Motilal Oswal Securities said that while deposit mobilisation will pick up significantly toward the quarter end, the overall accretion would be important to monitor as HDFC Bank alone will account for a significant deposit market share. The sector added over ₹2.28-lakh crore of deposits in Q2, of which ₹84,500 crore came from the merger of HDFC, it said.

Operating metrics

In addition to margin compression, elevated cost to income ratios and higher opex due to branch expansions, wage revisions, technology-related expenses and muted treasury gains are also expected to weigh on banks’ PPoP (pre-provisioning operating profit). PPoP is seen growing 12-20 per cent y-o-y in Q2 and remain largely flat sequentially. The PPoP for private banks is expected to be higher at 18 per cent compared with PSU banks 8 per cent.

As per estimates, private banks are seen posting yoy PAT growth of 25 per cent and PSU banks of 20 per cent. Increase in net interest income (NII) has been pegged at 16 per cent for the banking sector, wherein NII for private banks will grow 21 per cent and for PSU banks by 12 per cent.

HDFC Bank, ICICI Bank and Axis Bank remain brokerages’ favourites in terms of earnings growth, followed by Federal Bank and IndusInd Bank among mid-sized banks. Several analysts have also turned bullish on small finance banks from a medium to long-term perspective given their stronger fundamentals and loan growth trajectory.

BNP Paribas revised its price target multiple on IndusInd Bank to 1.8 times from 1.5 times, ciiting the strong momentum in NBFC-adjacent credit segments that increases confidence “in the bank’s continued loan growth acceleration”.

Loan, deposit growth

Axis Securities estimates loan growth for the sector to be around 15 per cent yoy and deposit growth to be 13.2 per cent, excluding erstwhile HDFC’s deposits.

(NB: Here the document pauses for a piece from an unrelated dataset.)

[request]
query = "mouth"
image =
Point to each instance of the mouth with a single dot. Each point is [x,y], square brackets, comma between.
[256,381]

“Systemic deposit growth has improved to 12.8 per cent y-o-y (adjusted for HDFC merger), aided by a benign base, the discontinuance of the ₹2,000 currency note and an improved real rate of return,” Motilal Oswal Securities said, adding that loan growth should also be robust sequentially led by improved corporate demand and ongoing traction in the retail and MSME segments.

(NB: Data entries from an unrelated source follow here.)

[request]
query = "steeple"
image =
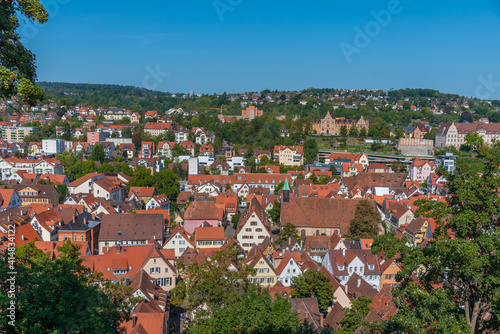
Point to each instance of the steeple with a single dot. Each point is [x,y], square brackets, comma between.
[286,192]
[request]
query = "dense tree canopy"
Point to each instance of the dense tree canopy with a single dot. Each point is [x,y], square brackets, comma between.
[57,295]
[253,314]
[17,64]
[313,283]
[366,223]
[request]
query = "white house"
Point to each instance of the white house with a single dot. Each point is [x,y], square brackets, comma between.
[344,263]
[179,241]
[253,226]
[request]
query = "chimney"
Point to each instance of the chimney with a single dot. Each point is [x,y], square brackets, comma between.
[134,320]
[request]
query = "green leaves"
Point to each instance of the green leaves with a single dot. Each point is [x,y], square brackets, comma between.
[313,283]
[366,222]
[17,64]
[253,314]
[57,295]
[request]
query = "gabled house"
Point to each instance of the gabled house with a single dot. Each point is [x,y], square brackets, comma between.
[159,201]
[253,226]
[343,264]
[209,237]
[199,212]
[294,264]
[130,229]
[265,275]
[179,241]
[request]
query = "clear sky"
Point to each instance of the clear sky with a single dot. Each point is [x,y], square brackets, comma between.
[243,45]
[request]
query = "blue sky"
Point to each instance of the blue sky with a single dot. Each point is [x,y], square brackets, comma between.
[224,45]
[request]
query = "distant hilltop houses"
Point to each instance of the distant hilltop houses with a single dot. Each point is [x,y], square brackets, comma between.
[332,126]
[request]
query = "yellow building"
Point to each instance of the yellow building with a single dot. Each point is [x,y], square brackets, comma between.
[416,230]
[331,126]
[11,134]
[289,155]
[264,272]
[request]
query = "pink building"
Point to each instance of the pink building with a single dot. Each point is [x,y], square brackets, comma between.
[420,169]
[251,112]
[199,212]
[95,137]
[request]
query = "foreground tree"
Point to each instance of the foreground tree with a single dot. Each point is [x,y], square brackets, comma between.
[313,283]
[212,282]
[355,317]
[17,64]
[57,296]
[458,284]
[366,223]
[289,230]
[255,313]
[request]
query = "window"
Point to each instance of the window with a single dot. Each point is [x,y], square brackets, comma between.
[154,270]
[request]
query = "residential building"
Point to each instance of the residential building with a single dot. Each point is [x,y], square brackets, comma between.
[253,226]
[157,129]
[190,146]
[9,199]
[332,126]
[317,216]
[147,150]
[17,134]
[181,136]
[37,193]
[254,180]
[114,114]
[95,137]
[289,155]
[292,265]
[251,112]
[199,212]
[453,134]
[264,271]
[53,146]
[209,237]
[159,201]
[179,241]
[165,149]
[130,229]
[343,264]
[419,170]
[448,161]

Banks’ portfolio quality is seen improving further on the back of lower slippages, controlled credit costs and healthy pace of recoveries, including in restructured accounts.

However, the growth rate and the performance of unsecured loans, especially following RBI’s recent advisory on unprecedented growth in the segment, and the increase in share of term deposits amid falling CASA deposits, will be keenly watched, analysts said.